TRIBUNA
El Chevrolet, los libros imperfectos y Artur Mas
Como sabemos, «política» —etimológicamente hablando— deriva del griego polis; la ciudad-estado que sirve de base a la organización política y territorial de la antigua Grecia. Parece abarcar todo aquello que se refiere al Estado. Una unidad de vida total. A menudo se dice también que la política es el arte de lo posible y quizá por eso un conjunto dudosamente espontáneo y libre de ciudadanos catalanes se consideran a sí mismos meros instrumentos al servicio del Estado Español. Y albergan la esperanza de que ellos solos, constituidos a su vez en nación, puedan llegar a proyectarse sobre la realidad histórica. Pero el poder actúa a través del Derecho y los nacionalistas catalanes se sienten atados de pies y manos por la legislación española en lo que al tema se refiere. Pues sus aspiraciones se dan de bruces finalmente contra el hosco e imponente farallón gris de la Carta Magna, la cual se yergue de pronto como símbolo de que la política y el Derecho han de estar al servicio siempre de los valores morales más altos. Si bien es considerada por los nacionalistas catalanes como una fosilización estéril que compromete el futuro. Y vuelven ávidos entonces la mirada hacia la figura de Maquiavelo, pues sabemos que en su modo de educar al Príncipe, ya dejó dicho que si bien la traición en sí misma considerada no es una virtud moral, en lo que se refiere en particular al ejercicio del poder, es al menos una virtud política…
Voy pensando en estas cosas justo en el momento en que doblo la esquina de la calle Montera y me adentro en la Gran Vía, encaminando mis pasos en dirección a la Casa del Libro en busca de un libro imperfecto. Pues los libros imperfectos son los que más me gustan. Pese a ser yo una persona asocial y por lo mismo un tanto egoísta, me han invitado esta tarde a la celebración de un cumpleaños, y siempre regalo libros imperfectos. En la macrolibrería sólo encuentro de mi gusto los libros imperfectos. A uno parece que le desprecian y ven un ribete surrealista en su persona si confiesa su preferencia por los libros imperfectos. Piensan incluso que has tomado una sustancia alucinógena si traspones la puerta de la librería buscando a propósito un libro imperfecto. Como si temieran que el libro imperfecto fuera a estallarte en las manos. A mí me parece divertido: es una fiesta dirigirse al librero solicitando un libro imperfecto. Su lapidaria mirada te condena a muerte. Y no precisamente in absentia. Piensa que estas de broma en el mejor de los casos. En el peor, que has abjurado de un sacramento o perpetrado una abyecta bestialidad. Pero, ¿tiene o no un libro imperfecto? —se le inquiere nuevamente—. Con una mirada de asco sacude negativamente la cabeza y te da ostensiblemente la espalda. Y uno entonces se queda helado sólo de pensar, que todos los libros de la macrolibrería de principio a fin, ¡son saludables, rollizos, libros perfectos! Microlibrería en que se administra únicamente el talento.

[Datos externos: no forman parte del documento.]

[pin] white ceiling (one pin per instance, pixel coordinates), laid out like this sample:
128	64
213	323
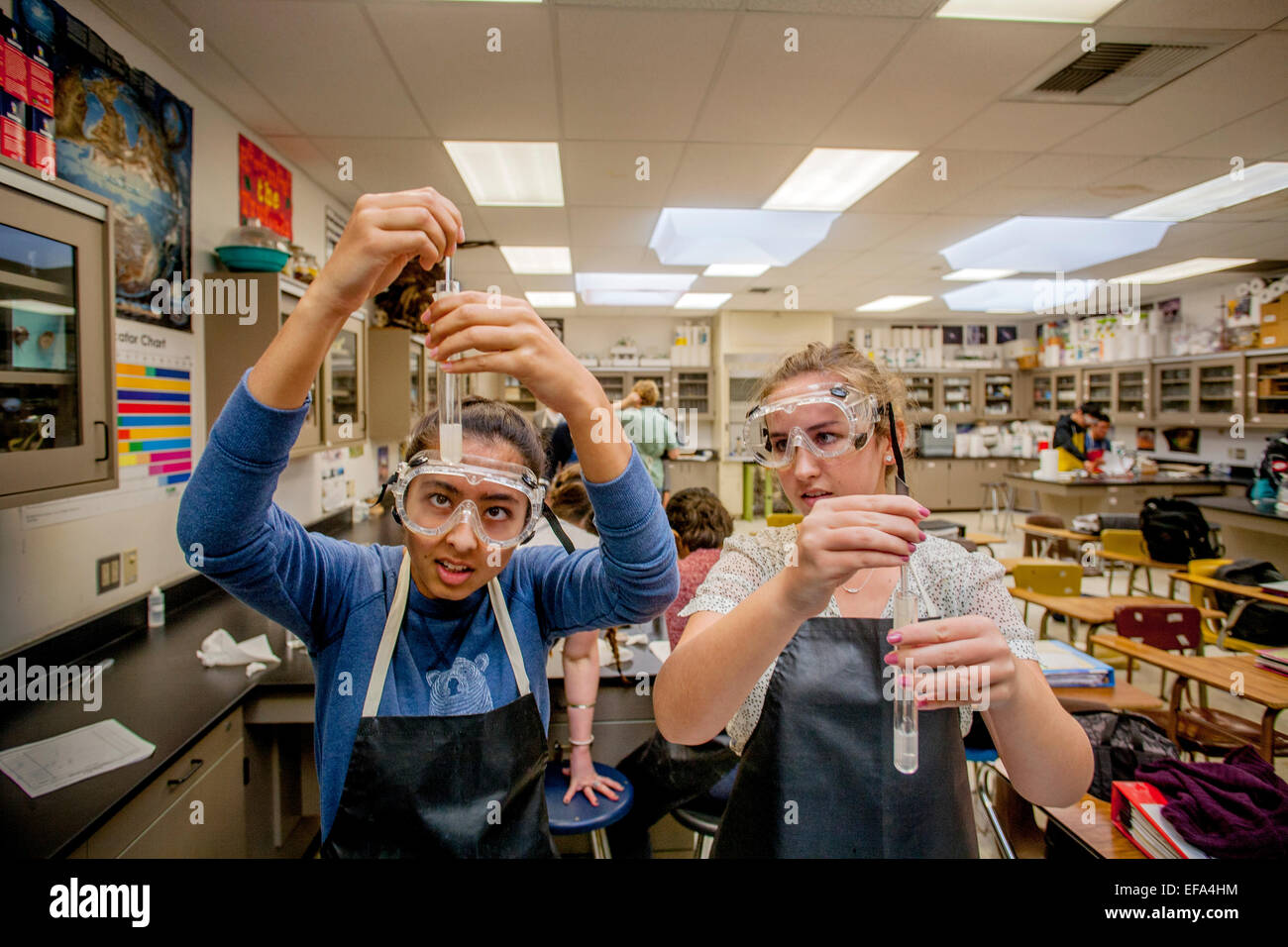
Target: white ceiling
706	91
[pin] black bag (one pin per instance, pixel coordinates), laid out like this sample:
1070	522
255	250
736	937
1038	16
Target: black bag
1121	742
1260	622
1176	532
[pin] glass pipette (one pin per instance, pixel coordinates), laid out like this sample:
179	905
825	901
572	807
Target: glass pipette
905	686
450	385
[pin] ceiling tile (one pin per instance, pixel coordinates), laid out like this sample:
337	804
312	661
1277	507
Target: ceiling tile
339	76
464	90
606	172
765	93
732	175
660	63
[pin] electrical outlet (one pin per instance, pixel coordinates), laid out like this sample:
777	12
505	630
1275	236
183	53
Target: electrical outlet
108	573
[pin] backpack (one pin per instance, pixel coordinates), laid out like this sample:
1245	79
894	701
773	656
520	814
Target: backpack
1121	742
1260	622
1176	532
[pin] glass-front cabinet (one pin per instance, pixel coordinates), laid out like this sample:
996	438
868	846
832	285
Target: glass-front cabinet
1219	390
1131	393
999	390
56	420
344	380
1173	389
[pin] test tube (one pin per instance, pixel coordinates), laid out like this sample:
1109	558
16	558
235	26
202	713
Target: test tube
450	386
905	689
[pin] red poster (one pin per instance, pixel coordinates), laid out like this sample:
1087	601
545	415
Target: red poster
266	188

En un kiosco de la Puerta del Sol compro el periódico del día. Y leo con suspicacia las últimas noticias que llegan de Cataluña: al PP catalán también le espían. En el detector de humos de un restaurante junto a su sede de Barcelona hallan camuflados una cámara y un micro. Llueve sobre mojado. Los políticos catalanes, con el telón de fondo del proceso secesionista, se espían entre ellos desconfiados, buscando en el contrario una información sensible que pueda afectar a su honor, intimidad y la propia imagen. Que les acabe debilitando…
Y como en este país se ha puesto al parecer de moda espiarnos taimadamente los unos a los otros, descubro ahora de vuelta en casa desde hace un buen rato, que también yo estoy siendo espiado por mi vecino semioculto tras los visillos de su habitación; mientras declamo en voz alta algo ligero de ropa, el tiempo invita a ello, el poema de F. Pessoa por el que siento debilidad: Al volante del chevrolet por la carretera de sintra. Bien plantado sobre mis piernas le sostengo entonces la mirada; como dándole a entender que empiezo al fin a conocerme y me aguardan en esta vida sensaciones nuevas. Esperanzado y a la vez algo turbado por haber sido descubierto, mi vecino, comienza a retroceder caminando de espaldas hacia el fondo de su habitación. Sin darse apenas prisa. Agitando en el aire suavemente su mano en señal de salutación y despedida. Lo mismo que si fuera un Tuareg y en lugar de hallarnos en medio de un escenario urbano, se encontraran de pronto nuestros pasos —a lo lejos— en mitad del desierto.
Ya en la ducha mi mente es asaltada de pronto, sin previo aviso por un liviano e inquietante pensamiento: «Algo pasa. Ya nadie se suicida por amor…».